My grandmother was 19 years old during the partition and lost an older brother to it—he was shot dead. I constantly pried for more information but to no avail. She wouldn’t talk about it and was never willing disclose any further details. So there I was, left with an image in my mind that my grandmother’s brother was shot dead and it was the Indians that had killed him. I still don’t know any more than this because unfortunately my grandmother now has dementia.
Despite being a devout and highly practicing Muslim, all my grandmother’s cultural beliefs were related to India and Indians. She was obsessed with Bollywood, watched all the Indian TV channels, and had a vast knowledge of the Hindu and Sikh religions. Bizarrely, she unfailingly recorded and watched Mahabharata, which was the televised stories, or Ram in the Ramayana every Sunday morning for several years.
This woman, the very same woman who was at the forefront of teaching me to hate India and Indians, in fact couldn’t be anymore Indian. Despite her best efforts, she couldn’t separate India from her personality, couldn’t erase it from the fiber of her being.

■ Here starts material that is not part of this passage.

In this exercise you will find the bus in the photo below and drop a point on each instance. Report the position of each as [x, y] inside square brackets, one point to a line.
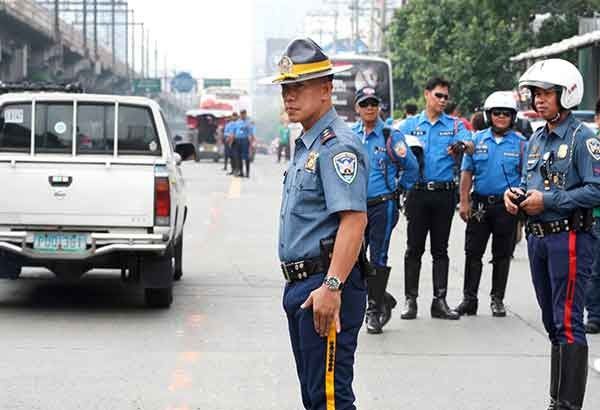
[366, 71]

It’s common knowledge that Pakistan and India still don’t get along; this disdain is well-documented and has its roots in colonial British India and potentially even centuries before then.
This woman, the very same woman who was at the forefront of teaching me to hate India and Indians, in fact couldn’t be anymore Indian
The Muslim Mughals invaded a Hindu Bharat and ruled it for centuries. This perhaps never left the minds of the Hindus when they were back in power. Things might have progressed forward were it not for the British manipulation to reap benefit and power. The British Raj was resented by Hindus, Sikhs and Muslims alike, yet instead of this being the glue that might have bonded them, it further divided the groups.
The partition displaced between 10 and 12 million people solely on the basis of religion and caused large-scale violence; estimates of death vary between several hundred thousand and millions. The circumstances of the partition created an atmosphere of hostility between India and Pakistan that still curses both countries today.
Every decade or so, India and Pakistan find some new reasons to hate each other a lot more. Their hatred peaked during the partition and since then, they have both steadily maintained an unhealthy abhorrence. I’ve visited Pakistan countless times and I love it, yet I love India too, despite having never been there (due to visa issues). I feel it’s part of me. I imagine it to be very similar to Pakistan; two parts of a previously whole piece.
I am Muslim, British, and South Asian, in that order. If anyone ever cares to ask, I know and sing the Indian national anthem just as vehemently as I do the Pakistani national anthem. Much to my brothers’ dismay, I support the Indian cricket team (often just to annoy them), which is blasphemy where I come from. The truth is, I identify as Indian and Pakistani equally; both of which are very peripheral identities and not at the forefront of who I feel I am but are part of me nonetheless.
India is part of me just as much, if not more, than Pakistan. I have far more historical ancestry in India. I relate to its culture and language, food, and religions just as much as I do with Pakistan. If I want to identify as both Indian and Pakistani, I have every right to. Why would I deny that part of me? Why should I hate any part of me? Why am I not allowed to love the Indian part of me just as much as the Pakistani or Scottish, or any other? Why do I have to choose a side?
If I draw a line down my face and ask one side not to talk to the other, it still still just be one whole face.